CULTURA
Oltre la fragilità, la vita: monsignor Paglia a Benevento parla di vecchiaia, morte e speranza
Ascolta la lettura dell'articolo
La vecchiaia come tempo della fragilità, certo, ma anche come una stagione ancora capace di generare vita. È il messaggio al centro dell’incontro con monsignor Vincenzo Paglia, che ieri sera, nella cornice di piazza Torre, ha presentato il suo libro La vita e l’attesa. Un appuntamento inserito nel programma di “Benevento Città Spettacolo”, dedicato a un tema che riguarda tutti: il passare del tempo, il rapporto con la propria fragilità e, inevitabilmente, quello con la morte.
L’arcivescovo invita però a guardare alla vecchiaia non come a una condanna, ma come a un possibile tempo di crescita interiore. Anche quando il corpo si indebolisce, sostiene, può rinnovarsi la dimensione più profonda della persona: si può diventare più pazienti, benevoli, miti e misericordiosi. Una riflessione costruita attraverso la Bibbia e la letteratura, ma anche con gli spunti offerti dalle più recenti ricerche di psicologia e neuroscienza.

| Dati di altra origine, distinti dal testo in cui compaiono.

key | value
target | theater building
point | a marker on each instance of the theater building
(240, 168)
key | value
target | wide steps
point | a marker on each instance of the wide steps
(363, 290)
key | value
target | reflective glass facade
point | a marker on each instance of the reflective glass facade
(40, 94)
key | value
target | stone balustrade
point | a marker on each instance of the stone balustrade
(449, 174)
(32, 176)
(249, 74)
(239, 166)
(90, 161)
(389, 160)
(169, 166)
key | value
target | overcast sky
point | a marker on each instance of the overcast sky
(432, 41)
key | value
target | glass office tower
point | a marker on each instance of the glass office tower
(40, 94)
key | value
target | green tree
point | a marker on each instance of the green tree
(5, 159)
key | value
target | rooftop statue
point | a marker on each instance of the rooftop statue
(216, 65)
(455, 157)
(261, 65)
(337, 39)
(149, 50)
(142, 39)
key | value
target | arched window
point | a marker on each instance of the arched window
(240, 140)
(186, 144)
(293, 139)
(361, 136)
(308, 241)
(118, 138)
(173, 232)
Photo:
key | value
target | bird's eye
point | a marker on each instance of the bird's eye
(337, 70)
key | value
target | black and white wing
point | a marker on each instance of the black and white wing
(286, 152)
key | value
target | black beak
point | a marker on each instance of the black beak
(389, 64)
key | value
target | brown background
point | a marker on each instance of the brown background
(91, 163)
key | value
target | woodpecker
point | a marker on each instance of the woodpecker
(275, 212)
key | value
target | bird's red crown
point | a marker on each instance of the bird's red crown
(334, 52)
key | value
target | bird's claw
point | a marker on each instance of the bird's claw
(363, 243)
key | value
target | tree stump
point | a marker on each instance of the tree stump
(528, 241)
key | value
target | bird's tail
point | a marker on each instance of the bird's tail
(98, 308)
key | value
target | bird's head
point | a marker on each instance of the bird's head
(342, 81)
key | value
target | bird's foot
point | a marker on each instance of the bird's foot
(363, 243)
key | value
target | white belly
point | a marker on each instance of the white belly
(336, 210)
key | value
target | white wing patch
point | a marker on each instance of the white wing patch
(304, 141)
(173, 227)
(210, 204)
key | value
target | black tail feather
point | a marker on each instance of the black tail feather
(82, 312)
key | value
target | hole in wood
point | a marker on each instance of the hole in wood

Nel libro c’è spazio anche per la morte e per la speranza cristiana dell’oltre. Un passaggio che conduce alla convinzione che la vita, anche nel suo limite estremo, non sia destinata alla sterilità. Un invito, dunque, a vivere ogni stagione dell’esistenza con uno sguardo diverso, perché, nelle parole di monsignor Paglia, «siamo mortali, ma non per la morte». Alla presentazione anche il neo arcivescovo metropolita di Benevento, Michele Autuoro, che non ha fatto mancare la sua riflessione.